The river mouth closed on March 31st, when wave energy and sand from the SANDAG 2012 replenishment project filled it in. The sea-life kill began eight days later, while the City of Imperial Beach and U.S. Fish & Wildlife were finalizing the permissions and details of how to reopen the mouth.

What killed wasn't just the river mouth closing — the Tijuana River carried in what Crooks calls nutrients and algae that thrives on those nutrients.

When it rains, the CILA pump station in Tijuana along the concrete channel usually shuts down in order to protect the pumps. As a result, unprocessed sewage and street runoff is sent down the Tijuana River and out to sea. With the river mouth closed this spring, the sewage became food for algae that also consumed all the oxygen.
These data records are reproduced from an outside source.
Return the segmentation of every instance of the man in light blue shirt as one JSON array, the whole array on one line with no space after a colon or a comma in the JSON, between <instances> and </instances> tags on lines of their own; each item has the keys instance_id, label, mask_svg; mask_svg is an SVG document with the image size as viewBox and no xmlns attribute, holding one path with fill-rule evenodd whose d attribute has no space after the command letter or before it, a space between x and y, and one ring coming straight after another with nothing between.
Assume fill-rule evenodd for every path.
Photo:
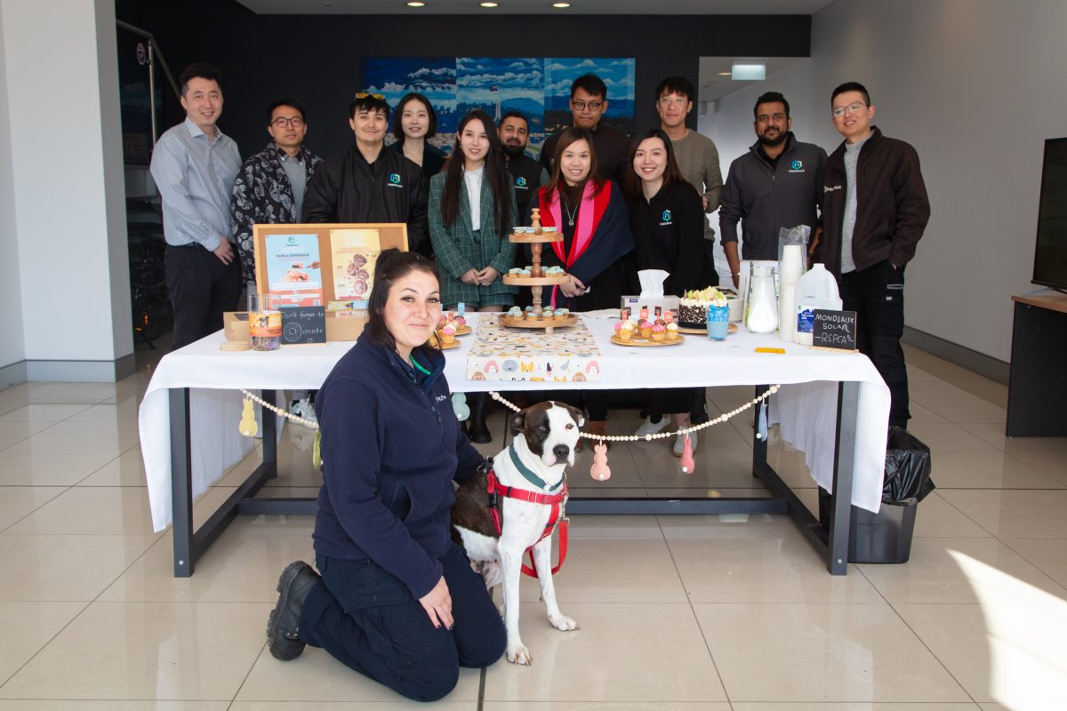
<instances>
[{"instance_id":1,"label":"man in light blue shirt","mask_svg":"<svg viewBox=\"0 0 1067 711\"><path fill-rule=\"evenodd\" d=\"M229 213L241 157L216 126L221 79L210 64L186 67L180 79L186 119L160 136L152 155L152 177L163 198L175 350L222 328L223 312L237 310L241 294Z\"/></svg>"}]
</instances>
It was the loss of dissolved oxygen that killed, Crooks said.

Through monitors, estuary scientists watched the oxygen levels drop and rise every day.

"The light comes on and photosynthesis starts, and at night it stops," he said. "It's basic science at work."

So, they expected to see highs and lows every day. But on April 8, the dissolved oxygen level dropped and didn't recover.

"This system should be able to withstand a weekend low-oxygen event," Crooks said. "But it didn't come back up and we were literally sitting there [watching monitors and] rooting for the oxygen to come back up."

Imperial Beach city staff and Fish & Wildlife first opened a channel on April 11, and the flooded system drained out furiously, leaving the beach strewn with dead sea life. But the job wasn't over, as the big-wave energy persisted in pushing sand back into the narrow channel. It completely closed up once more, and after that, Crooks said, the crews just continued "nicking away at it to keep it from closing."

Waves versus tides is the basic conflict at work in closing the river mouth, Crooks said.

"Wave energy typically wants to close the system. Tidal action tends to keep it open," he said.